The rule of war

ADS_274_300por300The latest issue of Lisbon’s Análise Social has a special section devoted to the work of historical sociologist Michael Mann (all in English).  I’ve admired Mann’s historical and geographical range – and his combination of narrative and analytical power – ever since I read the first volume of his Sources of social power (1986; new edition 2012).

In the course of an interview with Miguel Bandeira Jéronimo, Mann describes the conceptual changes he has introduced as his multi-volume project has progressed, and he draws particular attention to his attempt to clarify the distinction between political power and military power:

Political power is the institutionalization of power relations over a given territory, backed up by mostly non-lethal, routinized and rule-governed coercion. Military power is the deployment of lethal violence which is aimed deliberately at terrifying, killing, and wounding people, and which is minimally or not at all institutionalized or rule-governed. Geopolitics lies between the two and can be either an extension of political or military power, according to whether inter-state relations contain matters of peace or war. The former are subject to negotiated rules and international courts and tribunals, the latter are not.

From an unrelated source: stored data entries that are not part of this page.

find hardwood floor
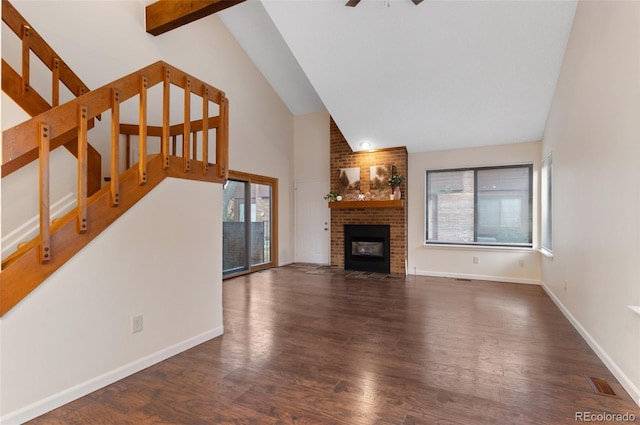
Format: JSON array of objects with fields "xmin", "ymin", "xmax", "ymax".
[{"xmin": 27, "ymin": 265, "xmax": 640, "ymax": 424}]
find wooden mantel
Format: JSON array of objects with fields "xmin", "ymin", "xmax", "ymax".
[{"xmin": 328, "ymin": 200, "xmax": 404, "ymax": 209}]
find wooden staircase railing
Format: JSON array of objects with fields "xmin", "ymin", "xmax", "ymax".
[
  {"xmin": 0, "ymin": 60, "xmax": 229, "ymax": 316},
  {"xmin": 1, "ymin": 0, "xmax": 101, "ymax": 194},
  {"xmin": 118, "ymin": 117, "xmax": 222, "ymax": 170}
]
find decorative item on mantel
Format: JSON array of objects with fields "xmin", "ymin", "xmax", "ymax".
[
  {"xmin": 388, "ymin": 173, "xmax": 404, "ymax": 200},
  {"xmin": 324, "ymin": 190, "xmax": 340, "ymax": 202},
  {"xmin": 338, "ymin": 167, "xmax": 360, "ymax": 201},
  {"xmin": 369, "ymin": 165, "xmax": 393, "ymax": 200}
]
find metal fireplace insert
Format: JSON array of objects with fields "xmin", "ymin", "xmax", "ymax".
[{"xmin": 344, "ymin": 224, "xmax": 390, "ymax": 274}]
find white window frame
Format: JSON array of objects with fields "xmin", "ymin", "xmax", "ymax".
[
  {"xmin": 425, "ymin": 164, "xmax": 533, "ymax": 248},
  {"xmin": 541, "ymin": 154, "xmax": 553, "ymax": 253}
]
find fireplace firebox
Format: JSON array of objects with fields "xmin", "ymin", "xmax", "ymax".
[{"xmin": 344, "ymin": 225, "xmax": 390, "ymax": 274}]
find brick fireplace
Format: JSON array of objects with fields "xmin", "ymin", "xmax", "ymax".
[{"xmin": 329, "ymin": 119, "xmax": 408, "ymax": 275}]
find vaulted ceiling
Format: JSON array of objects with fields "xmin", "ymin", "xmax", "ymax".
[{"xmin": 218, "ymin": 0, "xmax": 577, "ymax": 153}]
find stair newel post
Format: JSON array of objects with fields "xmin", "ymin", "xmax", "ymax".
[
  {"xmin": 21, "ymin": 24, "xmax": 30, "ymax": 94},
  {"xmin": 202, "ymin": 87, "xmax": 209, "ymax": 174},
  {"xmin": 162, "ymin": 68, "xmax": 171, "ymax": 169},
  {"xmin": 183, "ymin": 78, "xmax": 191, "ymax": 172},
  {"xmin": 52, "ymin": 58, "xmax": 60, "ymax": 107},
  {"xmin": 216, "ymin": 94, "xmax": 229, "ymax": 179},
  {"xmin": 111, "ymin": 89, "xmax": 121, "ymax": 206},
  {"xmin": 139, "ymin": 76, "xmax": 148, "ymax": 185},
  {"xmin": 39, "ymin": 123, "xmax": 51, "ymax": 263},
  {"xmin": 77, "ymin": 105, "xmax": 88, "ymax": 234}
]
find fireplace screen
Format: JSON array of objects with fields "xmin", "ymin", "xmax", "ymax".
[
  {"xmin": 344, "ymin": 224, "xmax": 390, "ymax": 274},
  {"xmin": 351, "ymin": 241, "xmax": 384, "ymax": 258}
]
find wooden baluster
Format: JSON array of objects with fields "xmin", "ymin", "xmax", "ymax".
[
  {"xmin": 192, "ymin": 131, "xmax": 198, "ymax": 161},
  {"xmin": 125, "ymin": 134, "xmax": 131, "ymax": 169},
  {"xmin": 217, "ymin": 95, "xmax": 229, "ymax": 179},
  {"xmin": 77, "ymin": 105, "xmax": 88, "ymax": 233},
  {"xmin": 172, "ymin": 135, "xmax": 177, "ymax": 156},
  {"xmin": 202, "ymin": 87, "xmax": 209, "ymax": 174},
  {"xmin": 39, "ymin": 123, "xmax": 51, "ymax": 263},
  {"xmin": 183, "ymin": 78, "xmax": 191, "ymax": 172},
  {"xmin": 162, "ymin": 68, "xmax": 171, "ymax": 169},
  {"xmin": 139, "ymin": 76, "xmax": 148, "ymax": 185},
  {"xmin": 111, "ymin": 89, "xmax": 120, "ymax": 206},
  {"xmin": 52, "ymin": 58, "xmax": 60, "ymax": 107},
  {"xmin": 22, "ymin": 25, "xmax": 30, "ymax": 94}
]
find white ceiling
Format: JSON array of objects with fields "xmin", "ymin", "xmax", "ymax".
[{"xmin": 220, "ymin": 0, "xmax": 577, "ymax": 153}]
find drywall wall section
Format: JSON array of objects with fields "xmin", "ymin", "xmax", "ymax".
[
  {"xmin": 0, "ymin": 178, "xmax": 223, "ymax": 423},
  {"xmin": 408, "ymin": 141, "xmax": 541, "ymax": 284},
  {"xmin": 540, "ymin": 0, "xmax": 640, "ymax": 405},
  {"xmin": 294, "ymin": 111, "xmax": 330, "ymax": 183}
]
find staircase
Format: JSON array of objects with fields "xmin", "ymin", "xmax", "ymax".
[{"xmin": 0, "ymin": 1, "xmax": 229, "ymax": 316}]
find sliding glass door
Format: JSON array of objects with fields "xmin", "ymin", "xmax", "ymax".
[
  {"xmin": 222, "ymin": 179, "xmax": 248, "ymax": 274},
  {"xmin": 223, "ymin": 172, "xmax": 277, "ymax": 276},
  {"xmin": 250, "ymin": 182, "xmax": 272, "ymax": 267}
]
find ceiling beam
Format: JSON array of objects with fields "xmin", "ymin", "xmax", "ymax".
[{"xmin": 146, "ymin": 0, "xmax": 247, "ymax": 36}]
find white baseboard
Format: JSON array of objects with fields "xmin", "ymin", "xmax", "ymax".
[
  {"xmin": 540, "ymin": 282, "xmax": 640, "ymax": 408},
  {"xmin": 0, "ymin": 326, "xmax": 224, "ymax": 425},
  {"xmin": 414, "ymin": 269, "xmax": 541, "ymax": 285},
  {"xmin": 1, "ymin": 192, "xmax": 76, "ymax": 261}
]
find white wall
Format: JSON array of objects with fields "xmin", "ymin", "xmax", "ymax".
[
  {"xmin": 408, "ymin": 141, "xmax": 542, "ymax": 284},
  {"xmin": 293, "ymin": 111, "xmax": 330, "ymax": 183},
  {"xmin": 540, "ymin": 0, "xmax": 640, "ymax": 405},
  {"xmin": 0, "ymin": 178, "xmax": 223, "ymax": 423}
]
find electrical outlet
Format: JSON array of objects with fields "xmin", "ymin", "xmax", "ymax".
[
  {"xmin": 132, "ymin": 314, "xmax": 143, "ymax": 334},
  {"xmin": 473, "ymin": 256, "xmax": 479, "ymax": 264}
]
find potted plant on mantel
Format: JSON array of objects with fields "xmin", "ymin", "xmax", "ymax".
[
  {"xmin": 324, "ymin": 191, "xmax": 341, "ymax": 202},
  {"xmin": 388, "ymin": 174, "xmax": 404, "ymax": 200}
]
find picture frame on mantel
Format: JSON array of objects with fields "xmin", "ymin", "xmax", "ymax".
[
  {"xmin": 338, "ymin": 167, "xmax": 361, "ymax": 201},
  {"xmin": 369, "ymin": 164, "xmax": 393, "ymax": 201}
]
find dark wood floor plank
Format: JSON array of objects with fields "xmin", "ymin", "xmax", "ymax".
[{"xmin": 26, "ymin": 265, "xmax": 640, "ymax": 424}]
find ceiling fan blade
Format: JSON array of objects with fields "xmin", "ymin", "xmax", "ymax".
[
  {"xmin": 411, "ymin": 0, "xmax": 424, "ymax": 4},
  {"xmin": 345, "ymin": 0, "xmax": 361, "ymax": 6}
]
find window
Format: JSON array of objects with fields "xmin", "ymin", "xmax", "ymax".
[
  {"xmin": 426, "ymin": 165, "xmax": 533, "ymax": 247},
  {"xmin": 541, "ymin": 155, "xmax": 552, "ymax": 252}
]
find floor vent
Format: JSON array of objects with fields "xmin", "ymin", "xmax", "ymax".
[
  {"xmin": 454, "ymin": 278, "xmax": 472, "ymax": 282},
  {"xmin": 585, "ymin": 376, "xmax": 617, "ymax": 396}
]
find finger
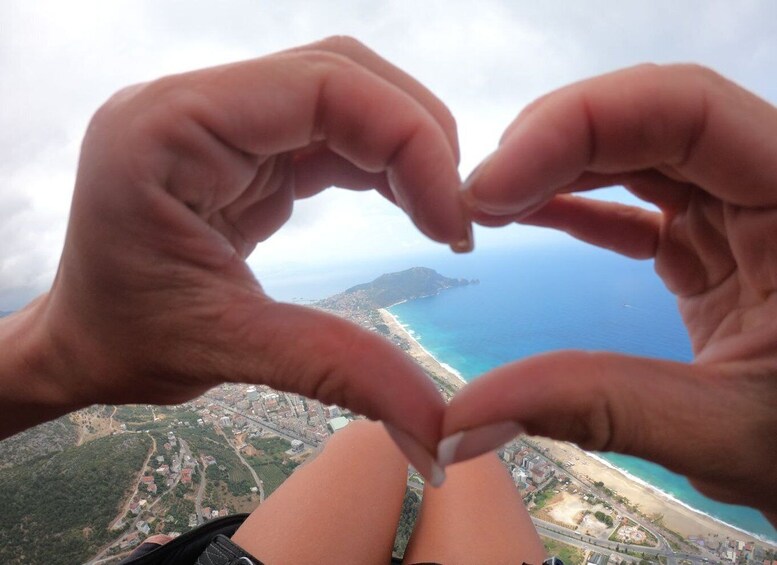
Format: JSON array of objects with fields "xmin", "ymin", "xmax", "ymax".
[
  {"xmin": 558, "ymin": 170, "xmax": 693, "ymax": 213},
  {"xmin": 521, "ymin": 195, "xmax": 661, "ymax": 259},
  {"xmin": 290, "ymin": 144, "xmax": 392, "ymax": 199},
  {"xmin": 129, "ymin": 50, "xmax": 467, "ymax": 247},
  {"xmin": 208, "ymin": 298, "xmax": 446, "ymax": 484},
  {"xmin": 285, "ymin": 36, "xmax": 460, "ymax": 163},
  {"xmin": 440, "ymin": 352, "xmax": 777, "ymax": 512},
  {"xmin": 465, "ymin": 64, "xmax": 777, "ymax": 216}
]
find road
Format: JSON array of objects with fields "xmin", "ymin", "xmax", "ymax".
[
  {"xmin": 535, "ymin": 518, "xmax": 711, "ymax": 564},
  {"xmin": 108, "ymin": 432, "xmax": 156, "ymax": 530},
  {"xmin": 205, "ymin": 398, "xmax": 317, "ymax": 449},
  {"xmin": 194, "ymin": 458, "xmax": 207, "ymax": 525},
  {"xmin": 87, "ymin": 436, "xmax": 186, "ymax": 564},
  {"xmin": 524, "ymin": 442, "xmax": 676, "ymax": 554},
  {"xmin": 215, "ymin": 424, "xmax": 266, "ymax": 502}
]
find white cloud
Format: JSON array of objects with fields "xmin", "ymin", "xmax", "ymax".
[{"xmin": 1, "ymin": 0, "xmax": 776, "ymax": 307}]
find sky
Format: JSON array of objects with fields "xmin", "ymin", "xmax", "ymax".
[{"xmin": 1, "ymin": 0, "xmax": 777, "ymax": 308}]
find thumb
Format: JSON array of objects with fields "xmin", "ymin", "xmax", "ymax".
[
  {"xmin": 440, "ymin": 351, "xmax": 777, "ymax": 512},
  {"xmin": 215, "ymin": 300, "xmax": 445, "ymax": 484}
]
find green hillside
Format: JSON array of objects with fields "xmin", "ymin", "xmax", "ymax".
[
  {"xmin": 318, "ymin": 267, "xmax": 472, "ymax": 310},
  {"xmin": 0, "ymin": 433, "xmax": 151, "ymax": 564}
]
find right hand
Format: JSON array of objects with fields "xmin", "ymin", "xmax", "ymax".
[{"xmin": 441, "ymin": 64, "xmax": 777, "ymax": 521}]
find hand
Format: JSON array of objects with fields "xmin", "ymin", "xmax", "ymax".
[
  {"xmin": 0, "ymin": 37, "xmax": 470, "ymax": 481},
  {"xmin": 441, "ymin": 64, "xmax": 777, "ymax": 520}
]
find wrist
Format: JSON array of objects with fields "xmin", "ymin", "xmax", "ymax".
[{"xmin": 0, "ymin": 295, "xmax": 85, "ymax": 439}]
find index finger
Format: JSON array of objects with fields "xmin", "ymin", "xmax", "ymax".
[
  {"xmin": 98, "ymin": 48, "xmax": 468, "ymax": 247},
  {"xmin": 465, "ymin": 64, "xmax": 777, "ymax": 215},
  {"xmin": 285, "ymin": 36, "xmax": 461, "ymax": 164}
]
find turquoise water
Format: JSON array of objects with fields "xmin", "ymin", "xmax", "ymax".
[{"xmin": 388, "ymin": 243, "xmax": 777, "ymax": 543}]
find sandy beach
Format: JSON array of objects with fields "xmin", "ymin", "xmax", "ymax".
[
  {"xmin": 532, "ymin": 437, "xmax": 772, "ymax": 547},
  {"xmin": 378, "ymin": 308, "xmax": 466, "ymax": 396},
  {"xmin": 380, "ymin": 306, "xmax": 775, "ymax": 549}
]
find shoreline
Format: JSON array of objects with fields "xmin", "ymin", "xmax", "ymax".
[
  {"xmin": 585, "ymin": 451, "xmax": 776, "ymax": 546},
  {"xmin": 378, "ymin": 308, "xmax": 467, "ymax": 390},
  {"xmin": 380, "ymin": 306, "xmax": 776, "ymax": 549},
  {"xmin": 533, "ymin": 438, "xmax": 775, "ymax": 547}
]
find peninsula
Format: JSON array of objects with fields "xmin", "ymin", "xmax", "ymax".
[{"xmin": 316, "ymin": 266, "xmax": 473, "ymax": 310}]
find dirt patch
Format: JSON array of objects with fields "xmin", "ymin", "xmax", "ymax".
[
  {"xmin": 543, "ymin": 491, "xmax": 587, "ymax": 528},
  {"xmin": 240, "ymin": 445, "xmax": 258, "ymax": 457}
]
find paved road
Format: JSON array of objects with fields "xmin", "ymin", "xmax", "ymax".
[
  {"xmin": 206, "ymin": 398, "xmax": 318, "ymax": 449},
  {"xmin": 524, "ymin": 442, "xmax": 674, "ymax": 553}
]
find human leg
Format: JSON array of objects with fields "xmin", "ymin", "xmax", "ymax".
[
  {"xmin": 231, "ymin": 420, "xmax": 408, "ymax": 565},
  {"xmin": 402, "ymin": 452, "xmax": 546, "ymax": 565}
]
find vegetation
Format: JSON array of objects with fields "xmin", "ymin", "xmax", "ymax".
[
  {"xmin": 114, "ymin": 404, "xmax": 156, "ymax": 423},
  {"xmin": 254, "ymin": 463, "xmax": 291, "ymax": 495},
  {"xmin": 246, "ymin": 436, "xmax": 298, "ymax": 495},
  {"xmin": 594, "ymin": 510, "xmax": 614, "ymax": 527},
  {"xmin": 164, "ymin": 495, "xmax": 196, "ymax": 530},
  {"xmin": 0, "ymin": 415, "xmax": 78, "ymax": 468},
  {"xmin": 317, "ymin": 266, "xmax": 472, "ymax": 309},
  {"xmin": 531, "ymin": 479, "xmax": 558, "ymax": 509},
  {"xmin": 593, "ymin": 480, "xmax": 615, "ymax": 498},
  {"xmin": 0, "ymin": 433, "xmax": 151, "ymax": 565},
  {"xmin": 177, "ymin": 427, "xmax": 253, "ymax": 496},
  {"xmin": 541, "ymin": 537, "xmax": 585, "ymax": 565},
  {"xmin": 393, "ymin": 489, "xmax": 421, "ymax": 558}
]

Leaving aside Mann’s claims about geopolitics, which I leave to my friends who work in that area, and the idea of a ‘given territory’ (on which I suspect Stuart Elden would have much to say), I’m puzzled by this.

I accept that not all rules are codified into formal protocols, but even in the case of so-called ‘new wars’ is military violence really perpetrated in a rule-free zone?  The operative codes may not be ‘ours’, and they may be fluid and improvisational, but this does not mean they don’t have a substantial role in drawing the contours of military and paramilitary violence.

And surely military power in many (though not all) of its contemporary forms is highly institutionalised and ‘rule-governed’?  The bureaucratisation of modern war, and in its later forms its juridification, is highly advanced: I don’t mean to imply that this is unproblematic, of course, still less that the rules remain intact throughout a conflict, and the reach of international courts and tribunals is evidently highly skewed (not least through the operation of political power), but still…  I think we need a much more nuanced account of the relations between law and war, one which recognises the complicities between them and, in particular, the ways in which military violence frequently works to extend the boundaries of a law that travels in the rear, its baggage train so to speak.

Finally, these clarifications are too clear.  In particular, they don’t address intra-state and transnational conflicts, and they make the distinction between ‘war’ and ‘peace’ such a black and white affair.  And here, plainly, the question of territory reappears in even more urgent (and contested) form.